VH aber nimmt raus, und schafft mit diesem prinzipiell nicht sehr guten Spielzug erst die Basis, das Spiel knacken zu können (so grausam und ungerecht kann Skat sein). Hätte er geduckt, hätte der AS nun den Kr B spielen, sich das Tr A einverleiben und dann mit Kr vom Stich gehen können. So hätte er verhindern können, zu kurz zu kommen. Nachdem VH den Stich jedoch mitgenommen hatte und den AS mit Ka 10 erneut auf Schuss setzte, war er de facto schon zu kurz. Da die Gegner mindestens zwei Kreuz Stiche machen müssen, könnte er sich die Kr D nur noch hochstellen, wenn die Gegner auf sein erstes Kr Ausspiel die Farbe zurückspielten. Und das würde ein guter Skatspieler niemals tun.

Der AS wollte sich jetzt verständlicherweise das Tr Ass holen, wenn es denn schon zu seinem Glück bei dem Spieler stand, der auch den Pik B führt. Deshalb spielte er seine beiden Buben. Das klappte auch, aber nun packte MH den Zauberzug aus. Er stellte sich die Kr 10 blank. Ein Zug, der auf den ersten Blick ziemlich absurd aussieht, der aber tatsächlich große Klasse zeigt. Warum ist dieser Spielzug so gut? Er löst die gleiche Kartenanzahl der beiden Gegenspieler in der Farbe auf und gibt MH so die Chance, auf das A seines Partners, so es dieser denn hat, sein He A zu wimmeln.

MH hat bis hierhin ja schon eine Menge Informationen über das Spiel gesammelt. Er weiß, dass der AS sechs Trumpf führt und nur einen Ka hatte. Ihm fehlen also noch drei Fehlkarten. Erfahrungsgemäß führen AS aber nur selten alle drei Fehlfarben. Ist das auch in diesem Spiel so, müsste HH dementsprechend entweder drei He oder drei Kr halten. Sind es drei He, steht die Karte von der 3/1 Verteilung gut für die Gegenpartei. Ob sie damit gewinnen kann, hinge bei erst 19 Augen, die sie bisher liegen haben, davon ab, welchen He VH blank hätte. Wäre es K oder 10, würde das Spiel problemlos umgebogen. Ansonsten wäre kein Sieg drin.

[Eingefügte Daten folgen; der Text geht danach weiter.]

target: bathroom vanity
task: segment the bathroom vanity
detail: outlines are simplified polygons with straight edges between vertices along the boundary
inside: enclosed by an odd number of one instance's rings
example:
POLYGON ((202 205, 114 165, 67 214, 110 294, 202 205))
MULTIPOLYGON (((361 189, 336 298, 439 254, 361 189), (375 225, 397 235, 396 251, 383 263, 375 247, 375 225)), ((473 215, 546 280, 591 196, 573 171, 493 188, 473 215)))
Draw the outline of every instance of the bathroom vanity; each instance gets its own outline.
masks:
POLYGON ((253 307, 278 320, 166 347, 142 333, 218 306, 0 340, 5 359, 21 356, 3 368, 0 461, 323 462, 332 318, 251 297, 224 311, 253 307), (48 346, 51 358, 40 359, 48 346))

Wie aber sollten die Gegenspieler gewinnen, wenn der AS drei Kr hat? Das ginge ohnehin nur, wenn VH das A führt. Aber das allein ist zu wenig. Bei erst 19 Augen braucht die Gegenpartei alle noch im Spiel befindlichen Vollen, um zu gewinnen. Bei einer 2/2 Verteilung von Kr kann das nie funktionieren. Das Spiel liefe dann folgendermaßen: Der AS spielt Kr, VH schneidet, MH nimmt die 10, macht 29 Augen. Danach spielt MH die He Lusche, die der AS abwerfen muss. Nach diesem Stich hat die Gegenpartei 39 Punkte und jetzt kann VH nur Kr A spielen, welches MH mit dem K bedienen müsste. Dazu die D des AS, macht 57. Das He A fällt an den AS.

Zu dem Einwand, dass die Gegenpartei jedoch Schneider bliebe, wenn der AS das Kr A besitzt, sind zwei Dinge zu sagen. Erstens ist die Chance, ein Spiel umzudrehen, allemal so wertvoll, dass es sich lohnt, einen Schneider zu verschenken. Zweitens verschenkt dieser Spielzug nicht mal den Schneider. Da MH zu der 10 den K führt, kann der AS entweder sein A nur mit zwei He Luschen führen, dann kämen die Gegner auch so raus (spielt der AS von oben, macht die D einen Stich mit Schmierung, zieht er von unten, fallen 13 Augen). Hat aber der AS die D zu dem A, bleiben die anderen sowieso Schneider, da VH auf die 10 eine Lusche geben müsste.

Bleibt nur noch eine Frage: Hätte der AS das Spiel auch gewinnen können? Ja, hätte er, wenn er sich nicht so auf den Abzug des Tr A fokussiert hätte. Er hat nach dem Abstich der Ka 10 34 Augen liegen und muss nun über Kr gehen. Ihm muss klar sein, dass er dieses Spiel ohnehin nur gewinnen kann, wenn Kr 2/2 steht. Geht er jetzt direkt über Kr, verhindert er, dass die Gegner die gleiche Kartenzahl in Kr auflösen. Und verbessert so seine Chance, die zwei benötigten Vollen noch zu bekommen. Der Spielverlauf wäre dann:

5. St. Kr 8, Kr 7, Kr 10;
6. St: He 7, Kr 9, He 10;
7. St: Kr A, Kr K, Kr D

Danach hat der AS Rest und die Gegenpartei 57. Auch mit anderer Spielweise könnten die Gegenspieler den Weg über Kr nicht widerlegen.